We struggle all the time to provide the best possible service, we go hundreds of extra miles to make customers happy, and yet - we’re still getting negative feedback and customer complaints.
But what if the problems you’re having are actually really simple? What if getting rid of these problems can easily increase your customers’ happiness?
Today, I’m presenting seven deadly sins of customer service experience. Keep your fingers crossed they don’t apply to you!
1. Lack of training
The ultimate goal of customer service is to solve customers’ problems.
None of your customers will contact you wanting to have a nice chat, or to compliment a company. Every single customer has a problem and it doesn’t matter if it’s complicated or not: staff needs to be prepared to solve it as soon as possible.

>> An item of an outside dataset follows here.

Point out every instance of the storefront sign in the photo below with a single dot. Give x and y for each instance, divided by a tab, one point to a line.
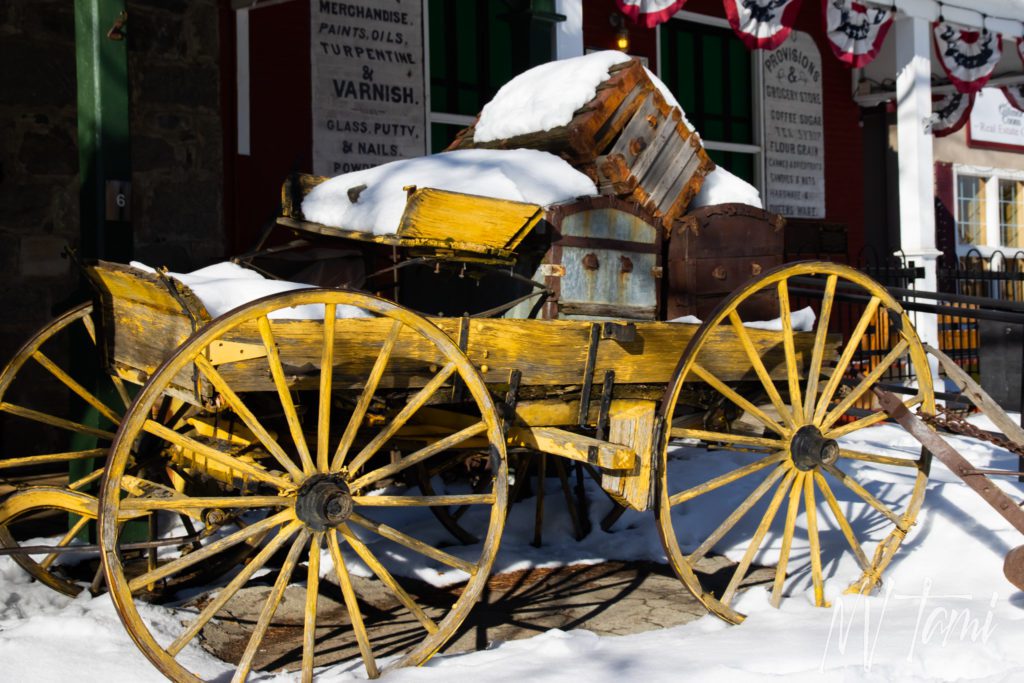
368	83
995	123
794	129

The most important part of customer service training is obviously a product or service training. Agents need to know everything about the products. Can you imagine an Apple sales clerk who doesn’t know what the difference between iPhone 6 and iPhone 6s is? Me neither.
Soft skill training is also crucial, as most of the agents have to learn how to behave in - sometimes - stressful situations, but without a proper product training, even the most empathic and caring person will fail to help a customer.
2. Turning agents into robots
One of the things I hate the most is when I’m talking with reps and they sound like robots. It’s like having human emotions while speaking is something inappropriate in customer service. They sound like they are reading scripts (they probably do) and they are so bloody professional that I want to disconnect immediately.
The thing is that every customer service agent should be able to adapt to the way your customer is speaking. If a customer is formal, they should talk to them in a formal way. If a customer is making jokes, they should launch their sense of humor.
A normal, human discussion is something desirable in customer service, as it helps to get the real connection and create a positive customer care experience.
3. Automatic phone system
Speaking of robots, there is nothing more irritating than calling customer service and reaching an IVR automated phone system.
It’s pure hell.
I lose patience in a flash when I press buttons, trying to reach the desired destination, and not knowing where I am in the virtual maze.
The terrible “hold” music is yet another reason for this system to suck. In most cases, the music is really bad, and even if it’s not that bad, the sound quality makes it worse.
Don’t use it. Just don’t. Even the least qualified human agent is much better than the IVR. Or, you can test live chat (for free) and discover that it's difficult to provide bad experience while chatting.
4. Lack of proper complaint solving
Oh yes, customer complaints! No matter how great your product is and how customer-focused you are, you will have such cases.
The sooner you have a complaint-solving procedure in your support team, the better.
The most important thing is that customers, who have had a complaint satisfactorily resolved, are likely to recommend your business to others and stay with you as loyal customers.
The second thing is that if you treat every complaint as an opportunity to learn, you can improve your service and prove to your customers that you care about what you do.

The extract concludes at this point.